Su musa inicial fue Gene Tierney, que dio un halo de misterio al primer Mankiewicz, preñado de referencias góticas en "Dragonwick" (1945), su opera prima, y entregado a la fantasía romántica en "The Ghost and Mrs. Muir" (1946).

Empezaba a jugar bazas que pronto se tradujeron en el reconocimiento de la industria: a día de hoy, nadie ha conseguido dos años consecutivos los Oscar al mejor guión y mejor dirección como él hizo con "A Letter to Three Wives" (1949) -su primer juego perverso- y la sublime "All About Eve" (1950) que, en un trenzado mágico, hacía cine del teatro que habita dentro del teatro.

Su firma empezaba a ser única, incluso por encima de los textos exquisitos sobre los que sustentaba sus películas: Graham Greene en "The Quiet American" (1949), William Shakespeare en la soberbia "Julius Caesar" (1953), Tennessee Williams en "Suddenly, Last Summer" (1959) y Anthony Shaffner en "Sleuth".
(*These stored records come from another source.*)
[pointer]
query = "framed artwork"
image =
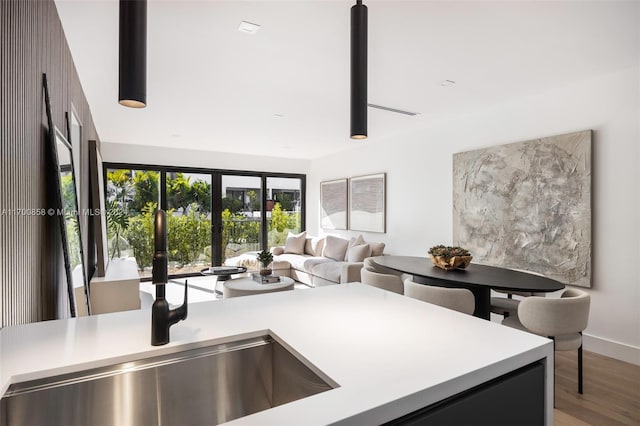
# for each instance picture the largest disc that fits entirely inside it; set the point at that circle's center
(96, 179)
(527, 205)
(367, 203)
(333, 204)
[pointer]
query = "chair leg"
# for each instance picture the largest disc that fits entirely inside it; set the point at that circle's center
(580, 369)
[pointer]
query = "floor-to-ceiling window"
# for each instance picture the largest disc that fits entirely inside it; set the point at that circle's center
(211, 214)
(132, 198)
(241, 214)
(188, 207)
(284, 208)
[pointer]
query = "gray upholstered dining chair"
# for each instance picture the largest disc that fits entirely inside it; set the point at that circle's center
(458, 299)
(507, 306)
(387, 282)
(562, 319)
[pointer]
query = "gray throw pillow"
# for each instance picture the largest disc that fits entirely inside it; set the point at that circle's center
(335, 248)
(295, 243)
(358, 253)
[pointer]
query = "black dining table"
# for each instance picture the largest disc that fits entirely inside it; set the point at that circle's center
(480, 279)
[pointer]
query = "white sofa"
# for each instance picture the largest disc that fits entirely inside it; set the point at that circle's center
(316, 261)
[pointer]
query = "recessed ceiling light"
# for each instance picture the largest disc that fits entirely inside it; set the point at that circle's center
(248, 27)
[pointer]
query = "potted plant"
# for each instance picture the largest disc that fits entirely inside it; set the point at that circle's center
(265, 257)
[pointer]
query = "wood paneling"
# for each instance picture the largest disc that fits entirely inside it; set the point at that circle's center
(32, 43)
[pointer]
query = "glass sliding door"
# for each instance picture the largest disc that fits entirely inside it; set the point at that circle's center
(132, 198)
(188, 207)
(241, 214)
(284, 208)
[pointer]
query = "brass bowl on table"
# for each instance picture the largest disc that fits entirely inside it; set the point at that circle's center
(448, 264)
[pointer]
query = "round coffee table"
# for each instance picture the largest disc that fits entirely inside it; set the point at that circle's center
(246, 286)
(222, 273)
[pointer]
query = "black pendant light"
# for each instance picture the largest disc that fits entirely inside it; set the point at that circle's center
(132, 87)
(359, 71)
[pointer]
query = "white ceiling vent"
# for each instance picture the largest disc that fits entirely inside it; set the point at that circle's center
(397, 111)
(248, 27)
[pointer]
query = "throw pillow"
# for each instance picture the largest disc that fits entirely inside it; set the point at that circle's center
(313, 246)
(358, 253)
(377, 249)
(335, 248)
(295, 243)
(354, 241)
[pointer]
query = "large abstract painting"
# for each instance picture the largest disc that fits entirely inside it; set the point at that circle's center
(527, 205)
(333, 204)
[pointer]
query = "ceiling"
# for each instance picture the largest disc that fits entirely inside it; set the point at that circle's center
(284, 91)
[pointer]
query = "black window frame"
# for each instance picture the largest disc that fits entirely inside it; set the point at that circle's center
(216, 187)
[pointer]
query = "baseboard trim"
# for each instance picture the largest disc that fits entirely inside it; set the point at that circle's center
(613, 349)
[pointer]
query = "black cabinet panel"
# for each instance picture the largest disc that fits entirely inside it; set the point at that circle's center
(515, 399)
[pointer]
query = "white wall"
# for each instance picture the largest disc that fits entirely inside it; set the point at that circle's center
(160, 156)
(419, 189)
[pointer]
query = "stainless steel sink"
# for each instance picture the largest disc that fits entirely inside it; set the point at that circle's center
(204, 386)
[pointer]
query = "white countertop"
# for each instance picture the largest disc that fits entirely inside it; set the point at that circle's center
(390, 354)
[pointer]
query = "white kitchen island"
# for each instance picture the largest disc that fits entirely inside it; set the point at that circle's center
(389, 355)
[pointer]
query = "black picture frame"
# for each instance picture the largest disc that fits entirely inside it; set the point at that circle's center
(75, 212)
(51, 142)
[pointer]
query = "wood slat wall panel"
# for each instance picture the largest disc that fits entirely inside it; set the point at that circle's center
(32, 43)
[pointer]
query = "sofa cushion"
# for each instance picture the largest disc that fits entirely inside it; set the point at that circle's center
(329, 271)
(377, 249)
(313, 246)
(335, 248)
(358, 253)
(302, 262)
(295, 243)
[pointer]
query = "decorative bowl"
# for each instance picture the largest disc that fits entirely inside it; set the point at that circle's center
(448, 258)
(455, 262)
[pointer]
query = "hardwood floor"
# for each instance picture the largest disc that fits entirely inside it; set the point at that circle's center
(611, 391)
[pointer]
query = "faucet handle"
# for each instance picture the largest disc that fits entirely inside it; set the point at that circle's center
(180, 313)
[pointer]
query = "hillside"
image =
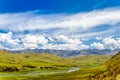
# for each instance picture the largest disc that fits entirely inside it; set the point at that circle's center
(19, 63)
(112, 71)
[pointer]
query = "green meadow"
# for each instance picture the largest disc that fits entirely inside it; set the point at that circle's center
(44, 66)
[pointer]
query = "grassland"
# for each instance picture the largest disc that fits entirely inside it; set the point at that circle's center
(43, 66)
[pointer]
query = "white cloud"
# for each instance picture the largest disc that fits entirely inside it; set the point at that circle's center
(111, 43)
(68, 40)
(98, 38)
(31, 21)
(30, 46)
(66, 46)
(7, 38)
(32, 39)
(107, 43)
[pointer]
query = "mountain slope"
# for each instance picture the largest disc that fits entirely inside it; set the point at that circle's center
(112, 72)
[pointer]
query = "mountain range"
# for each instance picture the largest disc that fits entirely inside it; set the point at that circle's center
(68, 53)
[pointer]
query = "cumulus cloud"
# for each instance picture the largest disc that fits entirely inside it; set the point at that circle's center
(72, 23)
(107, 43)
(68, 40)
(7, 38)
(66, 46)
(111, 43)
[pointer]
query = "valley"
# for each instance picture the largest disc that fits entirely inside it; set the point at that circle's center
(44, 66)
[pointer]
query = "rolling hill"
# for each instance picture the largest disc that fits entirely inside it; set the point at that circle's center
(112, 71)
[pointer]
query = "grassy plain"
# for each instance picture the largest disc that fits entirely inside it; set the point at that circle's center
(43, 66)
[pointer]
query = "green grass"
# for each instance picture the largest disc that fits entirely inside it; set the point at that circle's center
(45, 66)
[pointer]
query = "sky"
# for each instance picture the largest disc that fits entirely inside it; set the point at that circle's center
(59, 24)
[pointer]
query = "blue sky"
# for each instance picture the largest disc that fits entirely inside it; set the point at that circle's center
(59, 24)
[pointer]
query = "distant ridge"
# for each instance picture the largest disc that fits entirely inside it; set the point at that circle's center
(68, 53)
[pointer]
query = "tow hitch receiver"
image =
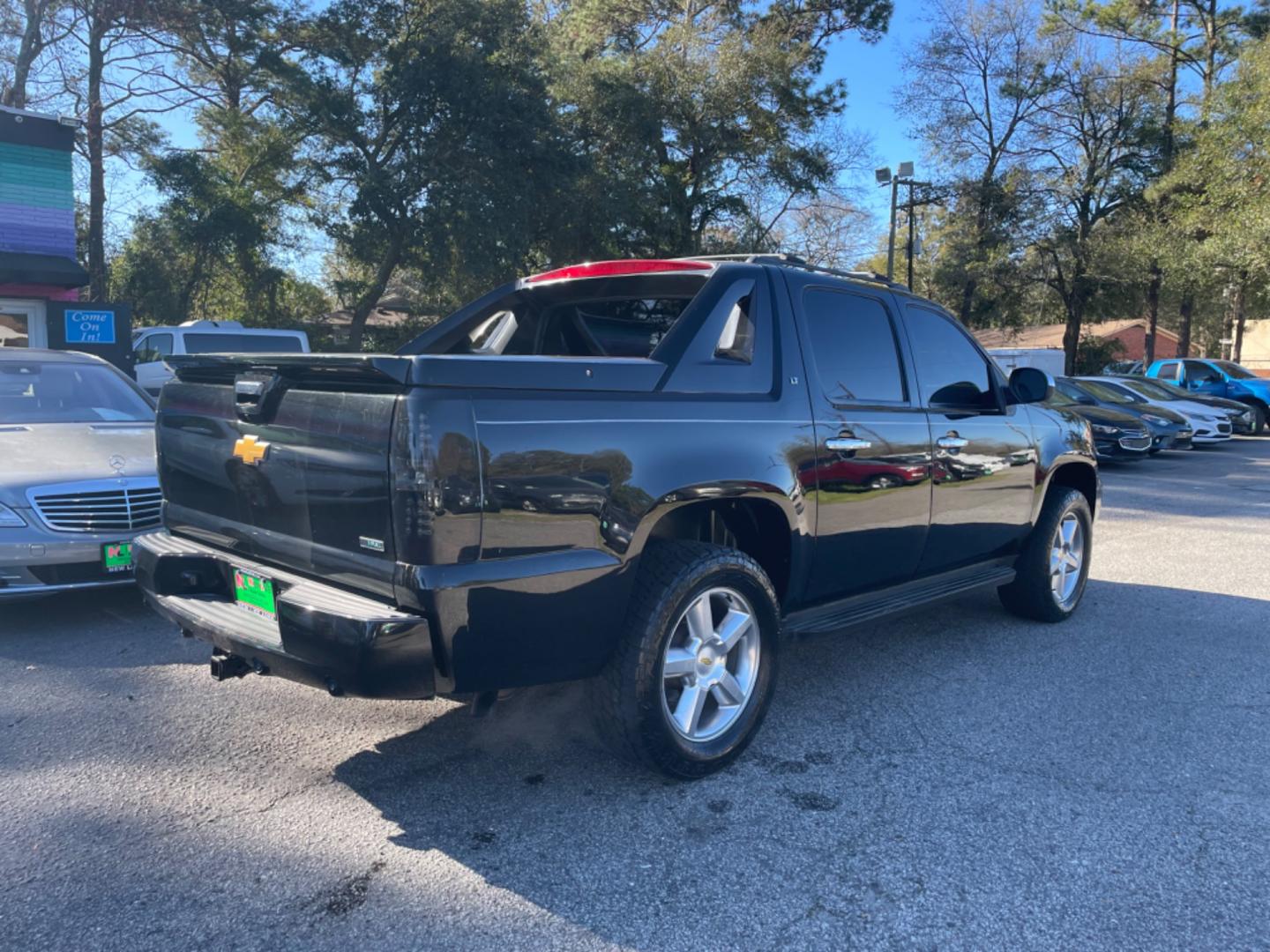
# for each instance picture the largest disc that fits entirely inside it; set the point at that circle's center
(225, 666)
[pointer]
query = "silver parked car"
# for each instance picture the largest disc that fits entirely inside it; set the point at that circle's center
(78, 472)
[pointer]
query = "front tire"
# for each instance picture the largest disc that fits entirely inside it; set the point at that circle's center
(692, 675)
(1054, 565)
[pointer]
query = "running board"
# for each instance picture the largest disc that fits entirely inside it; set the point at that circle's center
(855, 609)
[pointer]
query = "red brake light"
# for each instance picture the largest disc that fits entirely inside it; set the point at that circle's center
(615, 270)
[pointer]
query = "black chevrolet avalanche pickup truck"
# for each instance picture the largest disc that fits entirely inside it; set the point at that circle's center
(639, 472)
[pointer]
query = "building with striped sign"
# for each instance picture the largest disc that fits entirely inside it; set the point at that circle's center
(37, 224)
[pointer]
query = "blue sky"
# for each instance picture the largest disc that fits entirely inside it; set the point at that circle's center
(871, 72)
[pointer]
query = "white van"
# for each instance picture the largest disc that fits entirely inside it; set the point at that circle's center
(153, 346)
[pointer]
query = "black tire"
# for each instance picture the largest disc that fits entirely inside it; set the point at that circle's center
(1259, 420)
(628, 697)
(1032, 594)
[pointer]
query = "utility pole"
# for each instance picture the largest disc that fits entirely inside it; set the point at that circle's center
(905, 176)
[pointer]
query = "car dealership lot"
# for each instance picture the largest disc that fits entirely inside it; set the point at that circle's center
(954, 778)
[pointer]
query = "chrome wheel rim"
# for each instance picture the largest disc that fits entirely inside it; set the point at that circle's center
(710, 664)
(1067, 559)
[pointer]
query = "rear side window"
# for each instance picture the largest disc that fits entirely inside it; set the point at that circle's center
(852, 346)
(629, 328)
(621, 316)
(952, 372)
(242, 344)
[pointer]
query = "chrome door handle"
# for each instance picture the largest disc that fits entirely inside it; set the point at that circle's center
(848, 443)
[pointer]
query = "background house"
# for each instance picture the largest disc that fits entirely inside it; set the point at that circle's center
(37, 224)
(1255, 353)
(1132, 333)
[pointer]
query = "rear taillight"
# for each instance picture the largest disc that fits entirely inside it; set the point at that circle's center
(617, 270)
(413, 492)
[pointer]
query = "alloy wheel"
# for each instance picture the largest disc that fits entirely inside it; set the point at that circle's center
(710, 666)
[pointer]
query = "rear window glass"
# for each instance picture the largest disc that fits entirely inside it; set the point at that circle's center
(591, 317)
(242, 344)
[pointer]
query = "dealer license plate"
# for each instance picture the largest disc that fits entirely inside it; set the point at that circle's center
(117, 556)
(254, 593)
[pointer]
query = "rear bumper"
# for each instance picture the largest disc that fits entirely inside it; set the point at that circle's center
(323, 636)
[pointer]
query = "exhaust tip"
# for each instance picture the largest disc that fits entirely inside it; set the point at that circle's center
(225, 666)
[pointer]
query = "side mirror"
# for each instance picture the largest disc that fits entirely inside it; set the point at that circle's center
(1032, 386)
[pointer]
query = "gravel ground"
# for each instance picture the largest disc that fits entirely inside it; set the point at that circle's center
(954, 778)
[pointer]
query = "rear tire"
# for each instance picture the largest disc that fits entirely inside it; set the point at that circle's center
(1054, 565)
(686, 695)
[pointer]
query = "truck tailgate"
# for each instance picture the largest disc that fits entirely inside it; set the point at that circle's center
(285, 460)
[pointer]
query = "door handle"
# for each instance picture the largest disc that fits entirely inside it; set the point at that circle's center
(848, 443)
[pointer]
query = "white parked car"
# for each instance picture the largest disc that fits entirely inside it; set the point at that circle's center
(1208, 423)
(153, 346)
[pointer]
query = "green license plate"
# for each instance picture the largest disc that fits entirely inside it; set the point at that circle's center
(254, 593)
(117, 556)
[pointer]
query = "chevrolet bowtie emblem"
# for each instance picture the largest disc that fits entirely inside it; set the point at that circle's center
(250, 450)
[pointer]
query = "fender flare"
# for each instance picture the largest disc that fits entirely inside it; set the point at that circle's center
(1054, 466)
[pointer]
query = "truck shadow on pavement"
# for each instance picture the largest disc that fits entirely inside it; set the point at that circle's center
(93, 628)
(921, 778)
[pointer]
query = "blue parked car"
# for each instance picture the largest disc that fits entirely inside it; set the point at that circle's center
(1221, 378)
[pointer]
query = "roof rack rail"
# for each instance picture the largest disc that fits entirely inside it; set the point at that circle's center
(796, 262)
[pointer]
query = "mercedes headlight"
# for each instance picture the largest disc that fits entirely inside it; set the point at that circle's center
(9, 519)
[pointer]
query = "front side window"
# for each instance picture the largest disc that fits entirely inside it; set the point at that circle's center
(68, 392)
(852, 346)
(1233, 369)
(1123, 391)
(1149, 389)
(1198, 371)
(950, 369)
(153, 346)
(1106, 394)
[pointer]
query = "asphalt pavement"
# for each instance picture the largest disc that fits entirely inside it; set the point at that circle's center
(952, 779)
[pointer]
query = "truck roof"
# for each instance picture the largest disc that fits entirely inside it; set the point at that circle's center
(701, 264)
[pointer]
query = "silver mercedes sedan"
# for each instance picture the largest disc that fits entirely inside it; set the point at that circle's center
(78, 472)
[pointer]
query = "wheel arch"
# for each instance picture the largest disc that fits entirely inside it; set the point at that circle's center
(759, 522)
(1077, 473)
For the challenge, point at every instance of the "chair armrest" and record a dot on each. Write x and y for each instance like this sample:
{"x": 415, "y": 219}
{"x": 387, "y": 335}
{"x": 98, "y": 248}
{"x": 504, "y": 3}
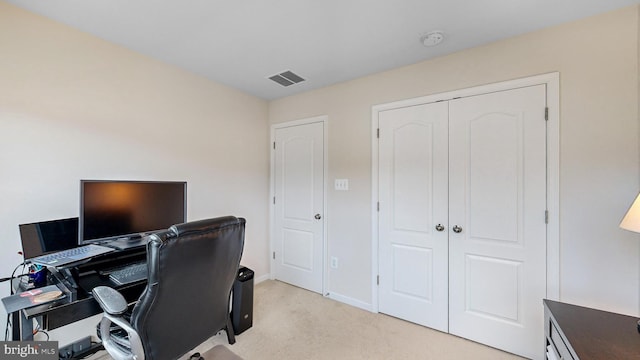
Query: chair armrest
{"x": 110, "y": 300}
{"x": 114, "y": 305}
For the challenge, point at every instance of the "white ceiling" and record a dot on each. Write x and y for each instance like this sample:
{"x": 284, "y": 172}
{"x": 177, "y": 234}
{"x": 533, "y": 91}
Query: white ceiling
{"x": 242, "y": 42}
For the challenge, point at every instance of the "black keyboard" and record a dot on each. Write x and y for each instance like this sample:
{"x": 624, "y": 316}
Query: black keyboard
{"x": 129, "y": 274}
{"x": 65, "y": 257}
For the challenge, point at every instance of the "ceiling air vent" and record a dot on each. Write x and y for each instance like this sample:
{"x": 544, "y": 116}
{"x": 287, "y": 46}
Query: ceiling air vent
{"x": 286, "y": 78}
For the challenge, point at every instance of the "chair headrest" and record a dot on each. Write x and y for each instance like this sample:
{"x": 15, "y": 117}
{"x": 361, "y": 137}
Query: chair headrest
{"x": 204, "y": 225}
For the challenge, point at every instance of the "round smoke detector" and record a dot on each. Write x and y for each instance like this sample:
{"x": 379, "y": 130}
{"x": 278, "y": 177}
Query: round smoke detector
{"x": 432, "y": 39}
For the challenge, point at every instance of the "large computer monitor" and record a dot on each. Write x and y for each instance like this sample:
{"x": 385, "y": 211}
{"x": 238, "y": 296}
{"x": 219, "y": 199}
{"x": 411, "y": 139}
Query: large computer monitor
{"x": 120, "y": 209}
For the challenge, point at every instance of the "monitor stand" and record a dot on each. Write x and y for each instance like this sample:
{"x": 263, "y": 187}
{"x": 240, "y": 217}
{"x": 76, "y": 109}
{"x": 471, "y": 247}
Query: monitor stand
{"x": 127, "y": 243}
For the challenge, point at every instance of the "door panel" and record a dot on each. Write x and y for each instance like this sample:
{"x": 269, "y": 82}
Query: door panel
{"x": 413, "y": 200}
{"x": 497, "y": 196}
{"x": 299, "y": 196}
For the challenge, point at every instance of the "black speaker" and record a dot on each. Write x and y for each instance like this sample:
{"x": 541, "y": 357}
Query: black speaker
{"x": 242, "y": 306}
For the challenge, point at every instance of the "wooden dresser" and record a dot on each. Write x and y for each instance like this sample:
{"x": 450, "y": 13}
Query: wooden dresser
{"x": 575, "y": 332}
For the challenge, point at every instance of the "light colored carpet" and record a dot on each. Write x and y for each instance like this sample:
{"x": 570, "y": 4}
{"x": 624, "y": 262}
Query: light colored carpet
{"x": 292, "y": 323}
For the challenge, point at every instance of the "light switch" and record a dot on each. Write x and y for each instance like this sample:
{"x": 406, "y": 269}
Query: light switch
{"x": 342, "y": 184}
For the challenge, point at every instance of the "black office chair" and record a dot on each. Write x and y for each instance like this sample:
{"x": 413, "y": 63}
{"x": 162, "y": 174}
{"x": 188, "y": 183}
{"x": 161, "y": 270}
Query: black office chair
{"x": 191, "y": 271}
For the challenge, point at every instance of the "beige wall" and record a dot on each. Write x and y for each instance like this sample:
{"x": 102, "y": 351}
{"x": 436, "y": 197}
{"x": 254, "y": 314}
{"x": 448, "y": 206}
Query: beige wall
{"x": 599, "y": 162}
{"x": 75, "y": 107}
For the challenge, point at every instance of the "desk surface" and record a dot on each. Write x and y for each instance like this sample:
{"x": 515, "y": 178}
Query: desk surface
{"x": 596, "y": 334}
{"x": 64, "y": 311}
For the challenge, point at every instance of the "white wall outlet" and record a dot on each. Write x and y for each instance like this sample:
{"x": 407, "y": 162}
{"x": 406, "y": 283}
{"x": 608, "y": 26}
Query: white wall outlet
{"x": 342, "y": 184}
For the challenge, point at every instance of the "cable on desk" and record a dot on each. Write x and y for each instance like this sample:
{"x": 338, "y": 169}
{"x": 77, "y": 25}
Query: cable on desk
{"x": 13, "y": 273}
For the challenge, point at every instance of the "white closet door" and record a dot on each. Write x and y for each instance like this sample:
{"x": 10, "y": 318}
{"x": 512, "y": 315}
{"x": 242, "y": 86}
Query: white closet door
{"x": 497, "y": 195}
{"x": 413, "y": 201}
{"x": 299, "y": 205}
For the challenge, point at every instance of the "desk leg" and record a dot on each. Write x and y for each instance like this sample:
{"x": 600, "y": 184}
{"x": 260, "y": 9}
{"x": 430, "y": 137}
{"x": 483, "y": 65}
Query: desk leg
{"x": 24, "y": 328}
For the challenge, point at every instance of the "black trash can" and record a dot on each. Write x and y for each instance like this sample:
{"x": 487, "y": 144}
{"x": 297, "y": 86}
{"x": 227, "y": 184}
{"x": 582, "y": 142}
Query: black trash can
{"x": 242, "y": 306}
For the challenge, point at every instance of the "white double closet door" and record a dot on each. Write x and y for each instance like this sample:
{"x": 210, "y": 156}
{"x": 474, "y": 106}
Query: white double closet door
{"x": 462, "y": 233}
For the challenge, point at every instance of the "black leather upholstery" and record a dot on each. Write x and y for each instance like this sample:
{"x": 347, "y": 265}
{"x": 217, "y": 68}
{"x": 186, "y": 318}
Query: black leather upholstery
{"x": 191, "y": 271}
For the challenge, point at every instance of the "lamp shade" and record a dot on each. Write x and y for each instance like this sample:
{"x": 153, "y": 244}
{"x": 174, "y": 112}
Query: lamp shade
{"x": 631, "y": 220}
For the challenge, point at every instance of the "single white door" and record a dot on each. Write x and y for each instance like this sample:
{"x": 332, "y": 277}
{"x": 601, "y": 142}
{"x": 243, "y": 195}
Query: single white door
{"x": 299, "y": 205}
{"x": 413, "y": 214}
{"x": 497, "y": 203}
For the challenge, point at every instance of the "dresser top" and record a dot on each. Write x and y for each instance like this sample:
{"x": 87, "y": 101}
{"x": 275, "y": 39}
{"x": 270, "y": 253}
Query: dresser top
{"x": 596, "y": 334}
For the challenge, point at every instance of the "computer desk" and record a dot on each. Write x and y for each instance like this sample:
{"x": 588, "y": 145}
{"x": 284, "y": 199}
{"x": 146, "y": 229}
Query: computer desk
{"x": 70, "y": 309}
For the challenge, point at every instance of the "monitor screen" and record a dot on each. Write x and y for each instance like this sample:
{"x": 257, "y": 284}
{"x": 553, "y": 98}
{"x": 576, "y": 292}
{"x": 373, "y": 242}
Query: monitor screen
{"x": 48, "y": 236}
{"x": 128, "y": 209}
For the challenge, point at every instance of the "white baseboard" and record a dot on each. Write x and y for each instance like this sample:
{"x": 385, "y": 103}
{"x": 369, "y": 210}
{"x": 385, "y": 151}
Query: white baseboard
{"x": 351, "y": 301}
{"x": 262, "y": 278}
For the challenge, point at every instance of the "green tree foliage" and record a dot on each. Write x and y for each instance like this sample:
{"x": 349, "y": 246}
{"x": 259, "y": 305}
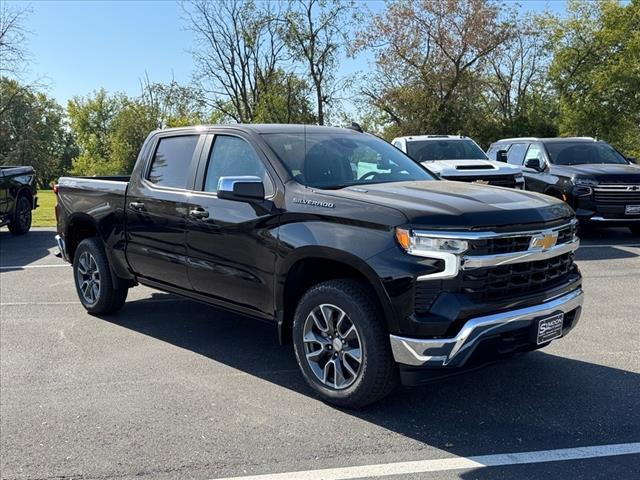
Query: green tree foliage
{"x": 33, "y": 131}
{"x": 430, "y": 57}
{"x": 596, "y": 72}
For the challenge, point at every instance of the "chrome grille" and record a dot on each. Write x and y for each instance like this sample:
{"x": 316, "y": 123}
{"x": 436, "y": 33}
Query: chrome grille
{"x": 617, "y": 194}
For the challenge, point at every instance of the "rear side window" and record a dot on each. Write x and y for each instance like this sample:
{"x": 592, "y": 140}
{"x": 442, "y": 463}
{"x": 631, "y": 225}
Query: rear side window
{"x": 515, "y": 155}
{"x": 170, "y": 164}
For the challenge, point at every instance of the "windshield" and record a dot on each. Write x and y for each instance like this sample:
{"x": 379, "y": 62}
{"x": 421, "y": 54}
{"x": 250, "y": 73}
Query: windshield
{"x": 433, "y": 150}
{"x": 580, "y": 153}
{"x": 337, "y": 160}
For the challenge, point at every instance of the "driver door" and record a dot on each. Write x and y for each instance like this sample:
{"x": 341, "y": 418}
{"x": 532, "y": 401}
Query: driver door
{"x": 231, "y": 244}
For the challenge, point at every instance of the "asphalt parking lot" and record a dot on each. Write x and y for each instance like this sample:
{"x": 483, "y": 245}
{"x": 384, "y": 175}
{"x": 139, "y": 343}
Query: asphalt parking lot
{"x": 169, "y": 388}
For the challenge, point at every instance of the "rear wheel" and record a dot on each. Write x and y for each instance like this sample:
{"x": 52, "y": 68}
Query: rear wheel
{"x": 21, "y": 221}
{"x": 341, "y": 344}
{"x": 94, "y": 283}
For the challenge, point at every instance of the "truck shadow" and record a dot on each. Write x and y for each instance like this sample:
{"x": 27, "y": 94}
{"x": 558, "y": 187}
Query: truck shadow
{"x": 20, "y": 250}
{"x": 537, "y": 401}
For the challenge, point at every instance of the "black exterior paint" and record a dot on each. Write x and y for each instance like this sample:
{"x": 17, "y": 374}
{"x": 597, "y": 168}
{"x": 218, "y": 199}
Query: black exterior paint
{"x": 241, "y": 256}
{"x": 14, "y": 182}
{"x": 560, "y": 181}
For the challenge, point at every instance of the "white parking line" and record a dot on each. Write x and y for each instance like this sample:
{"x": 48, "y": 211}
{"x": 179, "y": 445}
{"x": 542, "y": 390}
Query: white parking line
{"x": 21, "y": 267}
{"x": 453, "y": 463}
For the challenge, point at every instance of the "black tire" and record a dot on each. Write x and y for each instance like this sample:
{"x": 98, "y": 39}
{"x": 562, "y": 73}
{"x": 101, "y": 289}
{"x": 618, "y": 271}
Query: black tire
{"x": 377, "y": 373}
{"x": 91, "y": 259}
{"x": 21, "y": 221}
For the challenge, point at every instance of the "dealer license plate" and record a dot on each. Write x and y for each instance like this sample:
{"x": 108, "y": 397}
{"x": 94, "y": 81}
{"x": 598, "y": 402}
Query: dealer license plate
{"x": 550, "y": 328}
{"x": 632, "y": 210}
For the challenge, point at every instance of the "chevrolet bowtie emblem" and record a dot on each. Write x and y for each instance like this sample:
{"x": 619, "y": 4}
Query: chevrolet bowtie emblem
{"x": 544, "y": 241}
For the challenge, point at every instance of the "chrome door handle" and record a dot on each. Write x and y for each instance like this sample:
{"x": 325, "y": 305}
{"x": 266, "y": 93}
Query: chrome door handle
{"x": 199, "y": 213}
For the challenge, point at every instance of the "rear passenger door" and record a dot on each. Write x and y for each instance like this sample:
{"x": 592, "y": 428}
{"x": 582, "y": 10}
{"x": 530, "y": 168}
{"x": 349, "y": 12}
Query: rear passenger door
{"x": 231, "y": 243}
{"x": 156, "y": 209}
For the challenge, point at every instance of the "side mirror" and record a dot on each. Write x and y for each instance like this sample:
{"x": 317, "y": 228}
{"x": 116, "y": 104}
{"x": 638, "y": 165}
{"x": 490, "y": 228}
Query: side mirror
{"x": 243, "y": 189}
{"x": 534, "y": 163}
Entre medias, ases en la manga, como "5 Fingers" (1952) y la ahora deteriorada "The Barefoot Contessa" (1954), un atípico musical -"Guys and Dolls" (1955)- y una experiencia operística -"La Bohème" en el Metropolitan de Nueva York- para desembocar, en 1963, en el órdago final: "Cleopatra".

Un presupuesto de 44 millones de dólares de la época, seis horas de duración -finalmente fueron cuatro, lo que mermó su potencia- y, desde luego, el explosivo idilio entre Liz Taylor y Richard Burton.

"Son las tres películas más complicadas que he hecho", diría con ironía Mankiewicz respecto al colosal proyecto. Después de él, bajó su ritmo aunque no su calidad y asumió su rol de miembro esencial de la historia del séptimo arte.

"Creo que se puede decir con justicia que he estado en el principio, el crecimiento, el auge, el colapso y el fin del cine sonoro", diría entre irónico y decepcionado.